Create a new corpus from files

Sketch Engine is a tool to build a corpus by downloading content from the web or by uploading files. The latter is covered on this page.

A corpus can be built by combining both methods. Data can be added to the corpus at any point later and make it larger.

Who can access my data?

Sketch Engine is not a public cloud. Texts you upload will be stored in your personal space in your account. Other users cannot access your texts.

You can, however, choose to grant access to individually selected users by sharing the corpus. If you are a member of a site licence (multi-user account), you can grant access to all other members of the same site licence.  An explicit action has to be taken for this to happen.

How to create a corpus by uploading files

There are 3 ways to reach the corpus building tool:

  • on the corpus dashboard dashboard click NEW CORPUS
  • on the select corpus advanced screen storage click NEW CORPUS
  • open the corpus selector at the top of each screen and click CREATE CORPUS

Sketch Engine supports building parallel corpora from aligned texts. Follow these steps.

In the corpus building interface

  • type a name for your new corpus, select the language, optionally provide a description and click NEXT
  • select the I have my own texts
  • drag and drop the files or select them from your hard drive
  • multiple files can be uploaded as one zip archive
  • click on the help icons help_outline to learn about the  options and settings

This process can be repeated to make the corpus larger or can be combined with building from the web.

How to optimize your corpus

Find out how to optimize your corpus by adding a corpus description, labels, changing text types, etc.

Supported formats

The complete list of supported file formats includes:
.doc, .docx, .htm, .html, .tei, .tmx, .txt, .vert, .xml,
.pdf
(scanned images must be OCRed before uploading)
.xls, .xlsx, .tmx, .xlf/.xliff, .ods (for parallel corpora only)
.zip, .tar.gz (to upload a large number of files at once)

An XML file is also possible if you upload it as plain text but it should only contain text with structural mark-up (such as document or paragraph boundaries; document metadata, etc.).
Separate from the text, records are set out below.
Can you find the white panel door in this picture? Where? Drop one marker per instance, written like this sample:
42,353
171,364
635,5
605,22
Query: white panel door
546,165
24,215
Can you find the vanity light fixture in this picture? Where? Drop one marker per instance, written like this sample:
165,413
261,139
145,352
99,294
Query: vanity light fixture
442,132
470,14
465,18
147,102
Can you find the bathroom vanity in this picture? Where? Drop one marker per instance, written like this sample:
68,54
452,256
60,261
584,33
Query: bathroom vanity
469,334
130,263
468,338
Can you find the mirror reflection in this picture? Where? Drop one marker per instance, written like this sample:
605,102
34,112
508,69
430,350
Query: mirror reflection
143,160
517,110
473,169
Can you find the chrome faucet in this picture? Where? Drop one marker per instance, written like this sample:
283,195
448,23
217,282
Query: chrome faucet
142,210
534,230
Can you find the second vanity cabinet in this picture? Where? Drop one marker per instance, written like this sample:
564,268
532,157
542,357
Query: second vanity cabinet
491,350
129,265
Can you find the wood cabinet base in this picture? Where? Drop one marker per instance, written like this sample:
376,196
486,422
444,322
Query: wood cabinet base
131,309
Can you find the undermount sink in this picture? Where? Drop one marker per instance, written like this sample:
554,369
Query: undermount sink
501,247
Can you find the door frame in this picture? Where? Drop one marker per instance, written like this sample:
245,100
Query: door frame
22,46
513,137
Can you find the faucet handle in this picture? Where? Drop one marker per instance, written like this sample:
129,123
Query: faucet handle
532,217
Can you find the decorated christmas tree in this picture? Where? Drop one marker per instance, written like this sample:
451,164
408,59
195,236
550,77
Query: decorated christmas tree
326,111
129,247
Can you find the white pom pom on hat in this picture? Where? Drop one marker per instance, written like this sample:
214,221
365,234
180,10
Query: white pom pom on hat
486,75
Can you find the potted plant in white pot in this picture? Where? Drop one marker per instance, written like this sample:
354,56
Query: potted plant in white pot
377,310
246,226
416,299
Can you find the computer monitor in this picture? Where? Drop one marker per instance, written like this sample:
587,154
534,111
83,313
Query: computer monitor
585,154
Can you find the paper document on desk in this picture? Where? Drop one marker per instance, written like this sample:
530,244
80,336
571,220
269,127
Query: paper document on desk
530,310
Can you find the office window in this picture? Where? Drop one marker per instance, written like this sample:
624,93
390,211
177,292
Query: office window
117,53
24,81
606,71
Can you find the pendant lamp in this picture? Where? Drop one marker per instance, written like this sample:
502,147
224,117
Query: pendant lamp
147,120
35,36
More complex XML will not be processed correctly. Here is a sample of XML text that would be processed correctly:

<xml>
  <doc author="Jan" title="Example doc 1">
        <p>This is a paragraph.</p>
        <p>This is another paragraph.</p>
    </doc>
    <doc author="Jan" title="Example doc 2">
        <p>I will add some more text here.</p>
    </doc>
</xml>

With regard to PDF files, please bear in mind that they are first converted into plain text to create a corpus. This conversion is still an unsolved problem in computer science (across various fields), especially with PDF files containing multiple columns, headings/footers, or splitting words at the end of lines that may not be processed correctly.

Configuration template (for advanced users): Instead of the default template for the selected language, you may select a custom configuration template. If you want to upload a vertical file, this option is typically the only way to create a corpus (unless you are uploading a vertical file in the same format as the default one in Sketch Engine). A template can be created in My Sketch Engine -> My Templates, and its main purpose is to define what attribute appears in which column in the vertical file. Below is an example of a basic template for a vertical file containing three tab-separated columns: word, lemma, and tag.

ATTRIBUTE "word" {
}
ATTRIBUTE "lemma" {
}
ATTRIBUTE "tag" {
}

Some tools (Word Sketch, WS Difference, Thesaurus, term extraction, ...) will not be available for corpora created from vertical files.